Iptelecoms, the UK distributors for Swyx and specialists in the distribution of IP telephony products, found they had a major success on their hands when exhibiting at the 2005 Convergence Summit held at Stoneley Park near Coventry on the 6th and 7th of August this year.

Steve Curtis, Managing Director of Iptelecoms Ltd said “The exhibition has been a major success story for us. This is the first time that we have exhibited at the Convergence Summit and we are delighted with the astounding interest shown in our product line-up.” He also told us “Over the past few weeks we have seen a major upturn in business and the time is most definitely now for IP telephony and converged solutions. Resellers are realizing that this is the only route forward and the move to IP opens up many additional revenue streams to them.”

On several occasions dealers were waiting in line for a live Swyx demonstration whilst many other stands were visibly quieter.

 Iptelecoms work closely with their reseller channel to ensure they fully understand the feature rich products that they are taking to market. 
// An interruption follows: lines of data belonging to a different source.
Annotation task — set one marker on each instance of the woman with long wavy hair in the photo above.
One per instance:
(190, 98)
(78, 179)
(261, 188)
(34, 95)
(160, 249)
 Mark Russell, Technical Director at Iptelecoms who has over 6 years experience with Swyx SoftPBX told us “Watching the expressions on peoples face turn into a booming smile as they were shown the feature rich product was amazing. I’ve never experienced anything quite like it. Having been in the telecoms industry for over 20 years and worked with the data industry for over 8 years we are ideally placed to both help our voice resellers understand the issues associated with entering the world of converged networks and our data resellers how the product should be taken to market.”